When John Scully was born, America was in the midst of an epidemic: tens of thousands of children in the United States were falling ill with paralytic poliomyelitis — otherwise known as polio, a disease that attacks the central nervous system and often leaves its victims partially or fully paralyzed.

"As kids, we were all afraid of getting polio," he says, "because if you got polio, you could end up in the dreaded iron lung and we were all terrified of those." Iron lungs were respirators that enclosed most of a person's body; people with severe cases often would end up in these respirators as they fought for their lives.

John remembers going to see matinee showings of cowboy movies on Saturdays and, before the movie, shorts would run. "Usually they showed the news," he says, "but I just remember seeing this one clip warning us about polio and it just showed all these kids in iron lungs." If kids survived the iron lung, they'd often come back to school on crutches, in leg braces, or in wheelchairs.
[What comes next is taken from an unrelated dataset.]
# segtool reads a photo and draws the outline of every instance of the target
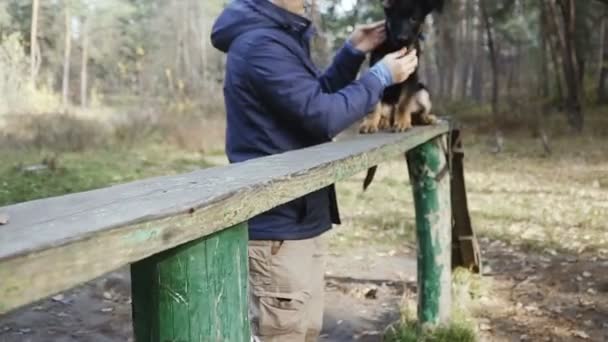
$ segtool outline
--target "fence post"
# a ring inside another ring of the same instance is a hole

"We all tried to be really careful in the summer — or, as we called it back then, 'polio season,''" John says. This was because every year around Memorial Day, major outbreaks would begin to emerge and they'd spike sometime around August. People weren't really sure how the disease spread at the time, but many believed it traveled through the water. There was no cure — and every child was susceptible to getting sick with it.

"We couldn't swim in hot weather," he remembers, "and the municipal outdoor pool would close down in August."

Then, in 1954 clinical trials began for Dr. Jonas Salk's vaccine against polio and within a year, his vaccine was announced safe. "I got that vaccine at school," John says. Within two years, U.S. polio cases had dropped 85-95 percent — even before a second vaccine was developed by Dr. Albert Sabin in the 1960s. "I remember how much better things got after the vaccines came out. They changed everything," John says.